The motion jpeg decoder is getting a gif… Which must be confusing it. Is this a real use case or just playing around? Any chance you can switch to using jpg? Is this an animated gif?
It’s a real case. For some reason the city council exposes public webcams as .gif static images that get updated every ~10 minutes or so.
I created in HA generic camera with still image URL defined to point to those only, no authentication.
Then trying to use that generic camera as input for DOODS breaks.
Any chance at looking to cast the returned value as a numeric state.
This history of values is useless to work with, to calculate trends, (to reduce database size thorugh the statistical_sensors recording) etc…
It should be just a ‘small’ change defining the generated sensor state_class as a ‘measurement’ entity:
I have a bit of a strange use case (probably). I’m starting to get long ads popping up when I watch YouTube videos on our Android TV, and I thought: Wouldn’t it be cool if Home Assistant could recognize and click the “Skip ad” button for me when it pops up? DOODS is working great and recognizing objects in the local camera screen grabs from the media_player entity. However, the “Skip ad” button doesn’t look enough like a skateboard or snowboard to be recognizable… I think the next step is to import a different model when there are not suitable labels in the default model, or perhaps eventually train my own to recognize this button. Can somebody nudge me in the right direction for changing the model for a HassOS add-on installation running on RPi4, or any other insights on how to proceed? I know this use case is ridiculous, but it sure would be a fun party trick.
Ah looks interesting, but indeed not quite what I’m aiming for. Maybe there is a different/easier/initial-step way to do the same thing with optical character recognition instead of broader object recognition, but I would like to continue using YouTube’s own app with an overengineered Home Assistant solution running in the background. For me at least half the fun is making the function alongside actually using it
For anybody else as crazy as me, I actually managed to get this working with a custom tflite supervised learning model to recognize the YouTube ‘Skip ad’ button and the ad notification in the top left. There’s now a little AI running in the background when YouTube is up on the TV and exclaiming ‘Ad dismissed, oh yeah!’ on the smart speaker when the button pops up.

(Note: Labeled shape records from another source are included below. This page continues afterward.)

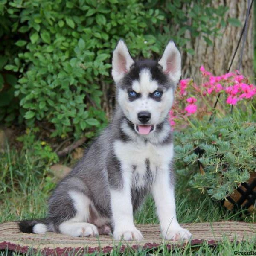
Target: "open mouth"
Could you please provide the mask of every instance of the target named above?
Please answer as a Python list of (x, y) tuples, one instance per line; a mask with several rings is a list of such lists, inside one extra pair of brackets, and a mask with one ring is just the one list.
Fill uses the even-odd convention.
[(146, 135), (151, 131), (152, 131), (154, 128), (154, 125), (136, 125), (136, 131), (142, 135)]

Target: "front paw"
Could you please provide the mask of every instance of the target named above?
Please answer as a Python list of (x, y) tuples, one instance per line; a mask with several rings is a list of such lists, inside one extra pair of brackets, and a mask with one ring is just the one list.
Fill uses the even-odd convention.
[(172, 241), (189, 239), (192, 236), (191, 233), (189, 230), (182, 228), (181, 227), (175, 228), (169, 227), (167, 231), (166, 230), (162, 232), (162, 235), (165, 239)]
[(127, 228), (125, 230), (115, 230), (113, 233), (116, 240), (141, 240), (143, 239), (143, 236), (135, 227), (132, 228)]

Below is some info to help you get started with your own model creation.
Note that this doesn’t actually block ads from popping up (that wasn’t my intention), but instead uses a simple model to recognize the button and then press it for you (because… why not? Supervised learning is cool).
I had no end of problems tring to install the python library tflite-model-maker, despite spending ~10hrs and trying it on PC, Mac & even different Python versions on the same machine. PIP insisted on downloading 20GB+ in nightly builds before failing every time. Use this colab notebook directly instead: Colab: Train custom model tutorial You can upload your own training and validation dataset in the files tab on the left, and use the first part of the colab notebook to generate your own tflite object recognition model.

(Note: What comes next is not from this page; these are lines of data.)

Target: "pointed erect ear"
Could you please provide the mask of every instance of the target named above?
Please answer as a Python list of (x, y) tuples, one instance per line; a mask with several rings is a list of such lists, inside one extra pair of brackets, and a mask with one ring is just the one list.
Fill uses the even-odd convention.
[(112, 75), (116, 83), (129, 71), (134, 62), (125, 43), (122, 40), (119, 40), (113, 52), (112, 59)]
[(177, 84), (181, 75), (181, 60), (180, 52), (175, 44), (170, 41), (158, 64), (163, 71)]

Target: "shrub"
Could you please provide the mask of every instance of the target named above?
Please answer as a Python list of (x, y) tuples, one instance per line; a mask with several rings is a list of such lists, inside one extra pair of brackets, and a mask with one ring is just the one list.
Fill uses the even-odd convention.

I labeled my images using Label Studio, but closed the session before realizing how much troubleshooting I would need to do with the training data in tflite-model-maker. Don’t do that… There’s an overview of how to use Label Studio here.
The annotated training set should be exported from Label Studio in the format containing ‘pascal voc’

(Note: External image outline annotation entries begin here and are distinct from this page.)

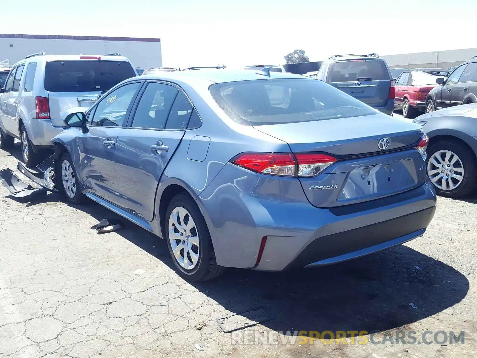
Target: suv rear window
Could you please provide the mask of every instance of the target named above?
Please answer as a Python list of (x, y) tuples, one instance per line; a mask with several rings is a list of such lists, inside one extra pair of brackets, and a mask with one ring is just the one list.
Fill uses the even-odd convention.
[(389, 81), (387, 66), (381, 60), (352, 60), (338, 61), (330, 65), (326, 82), (356, 82), (369, 78), (371, 81)]
[(5, 81), (7, 80), (7, 77), (8, 77), (9, 73), (10, 73), (10, 70), (9, 71), (0, 71), (0, 87), (3, 88), (3, 85), (5, 84)]
[(311, 78), (225, 82), (209, 88), (224, 111), (246, 125), (310, 122), (376, 113), (337, 88)]
[(51, 92), (107, 91), (136, 75), (131, 63), (124, 61), (50, 61), (45, 68), (45, 89)]

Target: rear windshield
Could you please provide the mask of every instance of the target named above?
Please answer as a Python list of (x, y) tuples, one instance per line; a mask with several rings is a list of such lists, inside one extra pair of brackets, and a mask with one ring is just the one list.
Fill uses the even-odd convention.
[(3, 85), (5, 84), (5, 81), (7, 80), (7, 77), (8, 77), (9, 73), (10, 73), (9, 71), (0, 71), (0, 87), (3, 87)]
[(246, 125), (310, 122), (376, 113), (363, 102), (321, 81), (270, 79), (215, 84), (214, 99)]
[(426, 84), (436, 85), (436, 79), (442, 76), (431, 74), (427, 72), (414, 71), (411, 73), (413, 78), (412, 85), (413, 86), (424, 86)]
[[(358, 80), (359, 79), (359, 80)], [(352, 60), (333, 62), (328, 69), (326, 82), (356, 82), (357, 81), (390, 80), (387, 66), (380, 60)]]
[(124, 61), (51, 61), (45, 69), (45, 89), (52, 92), (107, 91), (135, 76), (131, 63)]

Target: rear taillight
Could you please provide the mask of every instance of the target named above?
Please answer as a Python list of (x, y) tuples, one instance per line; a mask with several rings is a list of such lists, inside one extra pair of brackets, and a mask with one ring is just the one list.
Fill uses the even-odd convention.
[(249, 153), (236, 157), (231, 162), (257, 173), (295, 176), (296, 161), (291, 153)]
[(299, 177), (314, 177), (329, 167), (336, 159), (326, 154), (296, 154)]
[(336, 161), (326, 154), (247, 153), (230, 162), (257, 173), (287, 177), (314, 177)]
[(39, 119), (49, 119), (50, 102), (47, 97), (36, 97), (36, 117)]
[(396, 96), (396, 84), (394, 80), (389, 81), (389, 94), (388, 95), (388, 99), (394, 99)]
[(421, 141), (419, 142), (419, 144), (417, 145), (417, 147), (416, 147), (416, 149), (421, 154), (421, 155), (423, 156), (425, 154), (425, 150), (427, 148), (428, 143), (429, 143), (429, 138), (427, 137), (427, 135), (425, 134), (421, 138)]

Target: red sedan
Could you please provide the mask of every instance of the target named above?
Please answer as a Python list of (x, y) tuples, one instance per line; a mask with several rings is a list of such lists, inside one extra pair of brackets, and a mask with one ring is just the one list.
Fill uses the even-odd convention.
[(405, 118), (414, 118), (418, 111), (424, 112), (429, 92), (437, 85), (438, 76), (423, 71), (404, 71), (396, 80), (394, 106), (403, 110)]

The XML files should not contain an XML attribute (I had to manually delete the first line before in all of my XML files, but perhaps there is some way to specify this in Label Studio)
I had many errors pop up in the colab notebook about the images not being in JPEG format. This has something to do with the colorspace even when they are JPEGs in RGB, but was hard to pinpoint. I came across the below script here that got the image set working for me.
import glob
import PIL
from PIL import Image
files = glob.glob('images/*')
len(files)
for file in files:
if '.jpg' in file:
image = PIL.Image.open(file)
if image.format not in ['JPG', 'JPEG']:
print(file)
image.convert("RGB").save(file, 'JPEG')
To test the model in Google Colab, I uploaded a screenshot to a free online service and pasted the url ending in ‘.jpg’ into the “Run object detection and show the detection results” section of the colab notebook.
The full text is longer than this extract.